Nearly half (49%) of the firm’s revenues are generated within the United States of America. A quarter comes from Europe and the rest 17% from emerging markets.
Black & Decker has an enviable business model. The brands recognition and widespread network of distributors is an obvious competitive advantage. The company has also enhanced this competitive advantage by innovating new tools every single year. The parent company has nearly 13,000 active patents across the world. Every year it files another thousand patent applications, many of which are accepted.
Another way the company has managed to secure and expand the competitive edge is by acquiring innovative young companies in the sector. Since 2002, the company has spent well over $6 billion in acquisitions.
In the past year, Stanley Black & Decker generated $11.4 billion in revenue, had a 14.4% net profit margin, and earned $6.51 per share.
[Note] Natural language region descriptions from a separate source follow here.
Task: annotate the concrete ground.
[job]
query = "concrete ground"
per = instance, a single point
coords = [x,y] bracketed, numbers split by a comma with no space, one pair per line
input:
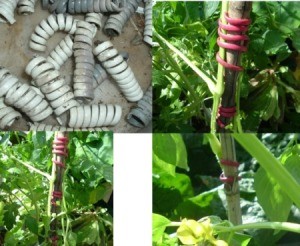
[15,54]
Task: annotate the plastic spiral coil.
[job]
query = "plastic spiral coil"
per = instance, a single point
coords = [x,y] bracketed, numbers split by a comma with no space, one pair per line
[48,27]
[142,114]
[44,127]
[61,53]
[7,9]
[23,97]
[100,75]
[81,6]
[234,25]
[119,71]
[97,115]
[235,42]
[148,23]
[115,22]
[84,62]
[52,85]
[26,7]
[229,179]
[7,115]
[95,19]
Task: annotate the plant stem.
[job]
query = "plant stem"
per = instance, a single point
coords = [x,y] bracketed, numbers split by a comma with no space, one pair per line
[220,78]
[282,226]
[231,189]
[272,165]
[30,167]
[210,83]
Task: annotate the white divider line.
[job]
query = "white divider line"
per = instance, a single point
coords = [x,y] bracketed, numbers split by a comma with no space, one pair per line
[132,189]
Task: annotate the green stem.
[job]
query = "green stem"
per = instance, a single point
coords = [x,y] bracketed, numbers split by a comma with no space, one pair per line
[281,226]
[272,165]
[210,83]
[34,201]
[51,187]
[219,89]
[30,167]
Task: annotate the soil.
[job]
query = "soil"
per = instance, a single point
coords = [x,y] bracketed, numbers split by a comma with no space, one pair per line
[15,54]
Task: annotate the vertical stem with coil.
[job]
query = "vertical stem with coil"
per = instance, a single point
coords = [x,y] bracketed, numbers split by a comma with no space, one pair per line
[233,39]
[230,178]
[59,151]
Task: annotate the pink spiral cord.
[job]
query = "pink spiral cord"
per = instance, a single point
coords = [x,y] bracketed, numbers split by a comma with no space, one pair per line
[55,196]
[234,25]
[60,148]
[54,240]
[229,179]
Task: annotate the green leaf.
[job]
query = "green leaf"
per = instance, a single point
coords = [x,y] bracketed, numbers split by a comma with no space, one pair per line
[273,41]
[296,40]
[159,224]
[169,149]
[208,202]
[89,234]
[291,159]
[31,224]
[210,8]
[72,239]
[271,197]
[236,239]
[14,170]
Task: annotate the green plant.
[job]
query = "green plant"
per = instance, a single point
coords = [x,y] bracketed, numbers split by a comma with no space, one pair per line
[25,171]
[188,205]
[185,69]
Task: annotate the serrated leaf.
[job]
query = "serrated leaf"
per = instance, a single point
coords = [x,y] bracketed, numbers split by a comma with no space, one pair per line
[272,104]
[273,42]
[169,149]
[272,198]
[209,8]
[31,224]
[159,224]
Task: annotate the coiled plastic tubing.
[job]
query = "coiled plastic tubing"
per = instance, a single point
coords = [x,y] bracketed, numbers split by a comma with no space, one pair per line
[26,7]
[53,86]
[23,97]
[43,127]
[116,22]
[7,9]
[141,115]
[8,115]
[82,6]
[97,115]
[48,27]
[119,70]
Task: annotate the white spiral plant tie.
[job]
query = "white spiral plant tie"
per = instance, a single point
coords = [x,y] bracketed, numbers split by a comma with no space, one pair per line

The company has increased its dividend this year, which marks the 49th year in a row that it has done so. Also, the company announced a share buyback program of $350 million of shares this year.
There’s no doubt it’s been doing well financially, but is the stock worth it?
The company pays a sizable dividend every year. This past year the annualized dividend yield has been 1.75%. With a payout ratio of nearly 33%, the company pays one-third of earnings in the form of dividends – healthy dividend stock, to say the least. Over the past four quarters, SWK has paid $2.32 per share in the form of dividends.
Now consider the cash return on investment, which is 16%. Combining the ROE with the retention rate (67%), we get an estimated long-term growth rate of 10.7%.
So, applying the Dividend Discount Model with and assumed required rate of 12%, the valuation works out as follows:
Value per share = $2.32 / (12%-10.7%) = $85.93
The current price of each SWK share is $132. That means the stock is nearly 54% overvalued. The company may have to spike the dividend or boost the growth rate to justify the current price.
At this price it is hard to recommend buying this high-quality company.